In later years he added NBC News anchor Lester Holt to the team. “For the last four Olympics, I asked Lester as a favor to me. Even though he was a news personality. He was the guy who would oftentimes sit with me, always ready to go on the air. I never wanted to be caught without a professional to jump in and start telling the story.”

Ebersol’s jump to NBC in 1974 and his discovery of both Lorne Michaels (soon to be co-creator and producer of “Saturday Night Live”) and Tartikoff, who eventually became president of NBC, are recounted in the first half of the book.

He calls Tartikoff (whose reign at NBC included such classics as “Hill Street Blues,” “Cheers,” “Miami Vice,” “The Cosby Show” and “Seinfeld”) “the most important figure in the history of modern network television entertainment.” The executive, who died in 1997 at age 48, had a streak that is unmatched today. “I don’t think anybody brought more quality programming in a short period of time than Brandon did,” Ebersol said.

“I met Brandon within a week of the time I took the job as head of comedy.
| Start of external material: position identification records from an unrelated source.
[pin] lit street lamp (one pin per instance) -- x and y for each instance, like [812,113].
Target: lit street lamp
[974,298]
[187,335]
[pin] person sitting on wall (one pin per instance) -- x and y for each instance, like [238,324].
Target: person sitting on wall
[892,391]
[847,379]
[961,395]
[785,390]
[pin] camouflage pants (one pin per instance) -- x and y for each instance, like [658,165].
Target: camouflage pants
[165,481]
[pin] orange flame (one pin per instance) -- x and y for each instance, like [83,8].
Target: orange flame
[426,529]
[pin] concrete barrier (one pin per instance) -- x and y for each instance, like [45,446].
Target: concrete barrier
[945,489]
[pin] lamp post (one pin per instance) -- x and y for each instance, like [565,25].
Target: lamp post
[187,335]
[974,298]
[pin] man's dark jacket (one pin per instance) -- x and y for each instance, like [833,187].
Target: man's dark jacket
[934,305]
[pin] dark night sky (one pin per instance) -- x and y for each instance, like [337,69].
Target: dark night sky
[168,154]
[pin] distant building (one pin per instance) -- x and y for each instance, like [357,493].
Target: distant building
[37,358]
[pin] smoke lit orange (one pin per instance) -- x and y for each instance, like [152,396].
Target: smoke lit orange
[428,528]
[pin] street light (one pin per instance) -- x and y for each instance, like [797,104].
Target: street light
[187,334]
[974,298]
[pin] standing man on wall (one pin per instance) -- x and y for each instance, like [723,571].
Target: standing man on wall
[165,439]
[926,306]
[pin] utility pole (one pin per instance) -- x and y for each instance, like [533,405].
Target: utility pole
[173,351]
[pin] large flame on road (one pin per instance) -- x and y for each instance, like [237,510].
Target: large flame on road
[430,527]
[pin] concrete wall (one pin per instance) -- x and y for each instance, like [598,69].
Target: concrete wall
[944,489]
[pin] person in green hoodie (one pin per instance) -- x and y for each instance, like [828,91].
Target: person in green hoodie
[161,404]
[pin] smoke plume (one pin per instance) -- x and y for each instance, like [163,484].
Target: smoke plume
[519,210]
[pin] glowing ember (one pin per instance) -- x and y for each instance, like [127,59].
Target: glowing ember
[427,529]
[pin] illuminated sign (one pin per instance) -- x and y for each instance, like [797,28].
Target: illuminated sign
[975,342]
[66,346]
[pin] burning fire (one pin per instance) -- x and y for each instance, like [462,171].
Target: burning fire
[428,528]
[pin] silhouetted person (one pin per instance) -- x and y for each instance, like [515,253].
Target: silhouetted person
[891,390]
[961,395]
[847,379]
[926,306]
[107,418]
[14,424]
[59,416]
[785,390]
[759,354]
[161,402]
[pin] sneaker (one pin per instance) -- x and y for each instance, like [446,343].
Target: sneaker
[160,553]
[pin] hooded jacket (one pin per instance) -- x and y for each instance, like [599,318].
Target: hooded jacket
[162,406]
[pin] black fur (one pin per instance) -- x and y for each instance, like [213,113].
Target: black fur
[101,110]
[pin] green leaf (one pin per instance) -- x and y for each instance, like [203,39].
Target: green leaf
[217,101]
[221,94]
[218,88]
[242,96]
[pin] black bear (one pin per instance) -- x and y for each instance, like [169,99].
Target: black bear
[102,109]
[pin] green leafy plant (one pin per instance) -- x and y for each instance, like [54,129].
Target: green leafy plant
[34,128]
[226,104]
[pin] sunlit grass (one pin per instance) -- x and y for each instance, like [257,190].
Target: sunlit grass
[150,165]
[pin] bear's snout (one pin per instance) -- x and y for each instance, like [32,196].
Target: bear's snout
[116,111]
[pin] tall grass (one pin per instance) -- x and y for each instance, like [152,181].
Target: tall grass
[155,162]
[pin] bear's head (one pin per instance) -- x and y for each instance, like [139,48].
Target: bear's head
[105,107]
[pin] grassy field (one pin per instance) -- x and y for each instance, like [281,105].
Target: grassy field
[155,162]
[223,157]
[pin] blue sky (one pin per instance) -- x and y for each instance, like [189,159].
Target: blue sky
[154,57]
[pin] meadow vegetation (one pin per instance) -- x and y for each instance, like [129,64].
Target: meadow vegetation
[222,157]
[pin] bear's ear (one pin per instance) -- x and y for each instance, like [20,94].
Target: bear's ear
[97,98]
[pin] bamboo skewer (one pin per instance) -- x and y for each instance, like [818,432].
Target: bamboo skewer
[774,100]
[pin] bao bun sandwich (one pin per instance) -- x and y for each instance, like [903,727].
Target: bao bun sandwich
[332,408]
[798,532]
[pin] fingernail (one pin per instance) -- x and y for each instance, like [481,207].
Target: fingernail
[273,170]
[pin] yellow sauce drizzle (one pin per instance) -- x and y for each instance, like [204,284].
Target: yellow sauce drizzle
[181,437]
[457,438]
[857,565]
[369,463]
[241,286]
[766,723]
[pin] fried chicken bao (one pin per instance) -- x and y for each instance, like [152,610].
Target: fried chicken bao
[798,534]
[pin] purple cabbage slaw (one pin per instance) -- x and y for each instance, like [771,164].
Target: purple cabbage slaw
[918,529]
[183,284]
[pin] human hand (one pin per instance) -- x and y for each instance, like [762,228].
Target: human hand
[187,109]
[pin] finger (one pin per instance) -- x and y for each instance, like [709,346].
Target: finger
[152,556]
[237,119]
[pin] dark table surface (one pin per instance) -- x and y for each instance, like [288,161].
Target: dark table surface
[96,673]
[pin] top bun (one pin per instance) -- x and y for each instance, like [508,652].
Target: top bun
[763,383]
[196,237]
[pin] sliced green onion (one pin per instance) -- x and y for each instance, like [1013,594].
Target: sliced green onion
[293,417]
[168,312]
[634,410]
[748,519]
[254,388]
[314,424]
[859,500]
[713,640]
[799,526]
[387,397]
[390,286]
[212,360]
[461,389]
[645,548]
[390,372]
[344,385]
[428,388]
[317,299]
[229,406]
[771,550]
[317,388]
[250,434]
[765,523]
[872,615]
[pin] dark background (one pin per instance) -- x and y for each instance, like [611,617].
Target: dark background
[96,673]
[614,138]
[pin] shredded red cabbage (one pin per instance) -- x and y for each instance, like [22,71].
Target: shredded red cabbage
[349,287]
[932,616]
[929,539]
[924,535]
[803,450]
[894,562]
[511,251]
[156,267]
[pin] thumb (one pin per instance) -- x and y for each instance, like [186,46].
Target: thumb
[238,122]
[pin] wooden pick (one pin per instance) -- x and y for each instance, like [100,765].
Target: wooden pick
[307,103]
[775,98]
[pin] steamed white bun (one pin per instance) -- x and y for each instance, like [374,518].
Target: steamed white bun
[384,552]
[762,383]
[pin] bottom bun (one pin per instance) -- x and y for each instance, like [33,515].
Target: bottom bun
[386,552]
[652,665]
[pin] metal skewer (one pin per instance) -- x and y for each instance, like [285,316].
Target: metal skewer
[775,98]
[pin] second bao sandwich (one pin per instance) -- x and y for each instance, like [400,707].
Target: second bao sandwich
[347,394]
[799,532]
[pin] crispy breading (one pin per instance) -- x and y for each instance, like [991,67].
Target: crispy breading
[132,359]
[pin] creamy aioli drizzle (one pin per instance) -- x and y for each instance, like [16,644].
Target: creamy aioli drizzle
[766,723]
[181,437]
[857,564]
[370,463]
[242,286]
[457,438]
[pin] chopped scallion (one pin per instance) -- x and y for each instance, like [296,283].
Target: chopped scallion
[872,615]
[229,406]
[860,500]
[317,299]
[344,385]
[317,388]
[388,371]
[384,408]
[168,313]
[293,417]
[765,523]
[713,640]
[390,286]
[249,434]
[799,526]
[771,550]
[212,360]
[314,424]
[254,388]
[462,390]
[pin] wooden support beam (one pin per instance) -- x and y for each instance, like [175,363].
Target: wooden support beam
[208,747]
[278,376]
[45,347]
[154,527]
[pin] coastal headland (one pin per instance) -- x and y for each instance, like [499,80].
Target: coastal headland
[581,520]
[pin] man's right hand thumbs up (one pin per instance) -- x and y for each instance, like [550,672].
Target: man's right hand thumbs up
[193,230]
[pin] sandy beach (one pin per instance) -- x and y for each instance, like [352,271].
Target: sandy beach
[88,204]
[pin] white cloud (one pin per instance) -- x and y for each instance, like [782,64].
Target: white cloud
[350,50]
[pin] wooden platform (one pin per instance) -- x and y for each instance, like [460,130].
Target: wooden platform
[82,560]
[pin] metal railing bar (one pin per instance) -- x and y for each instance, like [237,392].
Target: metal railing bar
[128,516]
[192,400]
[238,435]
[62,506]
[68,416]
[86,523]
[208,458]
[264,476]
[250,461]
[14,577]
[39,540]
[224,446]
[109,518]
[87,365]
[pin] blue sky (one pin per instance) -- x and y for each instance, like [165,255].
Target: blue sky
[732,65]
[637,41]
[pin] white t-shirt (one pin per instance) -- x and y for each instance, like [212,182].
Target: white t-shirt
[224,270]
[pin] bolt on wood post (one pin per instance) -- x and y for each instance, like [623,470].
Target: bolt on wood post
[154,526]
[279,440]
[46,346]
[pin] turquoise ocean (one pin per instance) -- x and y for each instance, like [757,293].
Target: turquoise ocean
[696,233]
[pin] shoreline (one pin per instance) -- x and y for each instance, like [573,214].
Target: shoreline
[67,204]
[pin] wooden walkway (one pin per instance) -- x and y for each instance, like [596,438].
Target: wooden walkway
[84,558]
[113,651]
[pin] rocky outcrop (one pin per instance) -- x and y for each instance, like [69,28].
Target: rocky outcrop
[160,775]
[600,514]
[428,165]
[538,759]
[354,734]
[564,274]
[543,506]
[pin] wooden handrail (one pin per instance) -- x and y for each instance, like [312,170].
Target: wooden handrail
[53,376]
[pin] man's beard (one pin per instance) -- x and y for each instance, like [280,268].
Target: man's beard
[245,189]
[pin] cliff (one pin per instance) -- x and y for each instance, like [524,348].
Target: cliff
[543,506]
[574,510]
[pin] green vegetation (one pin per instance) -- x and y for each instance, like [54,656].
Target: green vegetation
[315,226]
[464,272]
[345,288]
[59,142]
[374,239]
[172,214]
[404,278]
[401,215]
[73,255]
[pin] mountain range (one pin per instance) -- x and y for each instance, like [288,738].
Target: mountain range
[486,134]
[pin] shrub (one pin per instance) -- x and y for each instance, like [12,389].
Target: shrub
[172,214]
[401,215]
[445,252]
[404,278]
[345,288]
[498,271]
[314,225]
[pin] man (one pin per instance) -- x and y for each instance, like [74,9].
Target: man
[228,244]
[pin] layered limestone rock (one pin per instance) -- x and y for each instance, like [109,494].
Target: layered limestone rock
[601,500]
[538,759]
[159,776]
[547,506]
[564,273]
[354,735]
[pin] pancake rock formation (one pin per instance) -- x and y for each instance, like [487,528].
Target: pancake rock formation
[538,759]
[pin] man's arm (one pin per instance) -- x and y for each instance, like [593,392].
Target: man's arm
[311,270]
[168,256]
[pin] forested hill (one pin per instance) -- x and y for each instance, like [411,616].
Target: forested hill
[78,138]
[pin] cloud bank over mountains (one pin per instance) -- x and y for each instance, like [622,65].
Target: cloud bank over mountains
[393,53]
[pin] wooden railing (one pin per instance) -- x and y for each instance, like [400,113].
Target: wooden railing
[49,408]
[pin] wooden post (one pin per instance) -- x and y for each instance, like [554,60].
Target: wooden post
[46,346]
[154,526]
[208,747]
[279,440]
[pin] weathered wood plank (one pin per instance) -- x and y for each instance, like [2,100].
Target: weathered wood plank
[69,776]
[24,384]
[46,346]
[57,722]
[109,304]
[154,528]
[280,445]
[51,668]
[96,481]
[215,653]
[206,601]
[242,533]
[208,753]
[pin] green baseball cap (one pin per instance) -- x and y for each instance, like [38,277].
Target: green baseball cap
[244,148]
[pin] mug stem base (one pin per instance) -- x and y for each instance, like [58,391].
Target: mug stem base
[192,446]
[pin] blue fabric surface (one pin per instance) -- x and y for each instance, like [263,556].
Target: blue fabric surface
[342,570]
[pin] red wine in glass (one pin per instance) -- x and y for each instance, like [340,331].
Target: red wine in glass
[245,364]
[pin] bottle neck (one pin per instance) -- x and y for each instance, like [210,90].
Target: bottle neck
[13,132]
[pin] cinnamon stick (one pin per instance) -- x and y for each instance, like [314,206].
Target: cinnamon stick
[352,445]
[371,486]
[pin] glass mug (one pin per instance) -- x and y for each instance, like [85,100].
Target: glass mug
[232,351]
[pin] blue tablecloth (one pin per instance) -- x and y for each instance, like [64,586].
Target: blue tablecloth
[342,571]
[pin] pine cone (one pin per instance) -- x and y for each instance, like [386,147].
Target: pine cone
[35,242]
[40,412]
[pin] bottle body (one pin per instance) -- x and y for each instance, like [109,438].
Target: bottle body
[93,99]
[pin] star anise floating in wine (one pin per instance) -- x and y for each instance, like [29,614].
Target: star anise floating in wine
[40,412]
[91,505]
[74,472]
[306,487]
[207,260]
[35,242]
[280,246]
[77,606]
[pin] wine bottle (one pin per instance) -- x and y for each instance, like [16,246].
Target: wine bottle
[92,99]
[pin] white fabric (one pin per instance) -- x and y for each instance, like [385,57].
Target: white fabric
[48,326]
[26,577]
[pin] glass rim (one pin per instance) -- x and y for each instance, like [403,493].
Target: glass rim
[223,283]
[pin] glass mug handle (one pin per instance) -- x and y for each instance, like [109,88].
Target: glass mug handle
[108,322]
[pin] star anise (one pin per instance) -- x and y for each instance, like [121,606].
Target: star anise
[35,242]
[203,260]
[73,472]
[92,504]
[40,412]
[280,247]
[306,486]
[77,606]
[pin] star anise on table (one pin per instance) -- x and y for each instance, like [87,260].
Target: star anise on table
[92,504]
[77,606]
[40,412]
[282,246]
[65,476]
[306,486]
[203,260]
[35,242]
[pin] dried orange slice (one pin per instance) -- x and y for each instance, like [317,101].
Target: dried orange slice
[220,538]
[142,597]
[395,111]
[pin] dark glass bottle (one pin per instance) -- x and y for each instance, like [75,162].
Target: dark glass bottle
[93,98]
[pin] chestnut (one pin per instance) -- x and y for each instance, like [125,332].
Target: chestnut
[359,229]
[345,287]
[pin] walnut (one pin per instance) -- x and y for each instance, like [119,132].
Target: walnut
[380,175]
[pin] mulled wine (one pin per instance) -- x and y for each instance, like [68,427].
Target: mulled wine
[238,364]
And I realized within less than 10 days that he was definitely the guy,” he said. “It wasn’t long before he became my boss. We remained best friends until the end of his life. He’s the most heroic figure that I’ve ever had in my life, in the way that he battled his cancer repeatedly, decade after decade. I loved him so much.”

Ebersol also looks back fondly on his creation of NBC’s “Later With Bob Costas,” which took the sportscaster in a new direction in 1988, conducting one-on-one conversations with celebrities and newsmakers. “I do think those shows are gems and Bob had a wonderful way [of interviewing]. Whether it was Springsteen or a Beatle or Mike Wallace, it was sensational TV when those people would really open up about life.”

The book’s most moving chapter concerns the death of Ebersol’s 14-year-old son Teddy in a 2004 Colorado plane crash that badly injured the producer and another of his sons with his wife, actor Susan Saint James.

“As I write and talk about often, Teddy never failed to continue to be part of our life,” he says. “Susan was a big believer that by talking about the people you loved and the shared memories you had, their spirit is still alive. And my kids felt the same way.”

Indeed, Ebersol offers his experience as an example of how to process a heartbreaking loss.

“I have seven grandchildren, and five of those talk about Uncle Teddy, who they never met,” Ebersol said. “The best thing you can do is talk about, not in a sad manner, but a joyous manner, how lucky you were to have them be part of your life and share stories of what those moments were like.”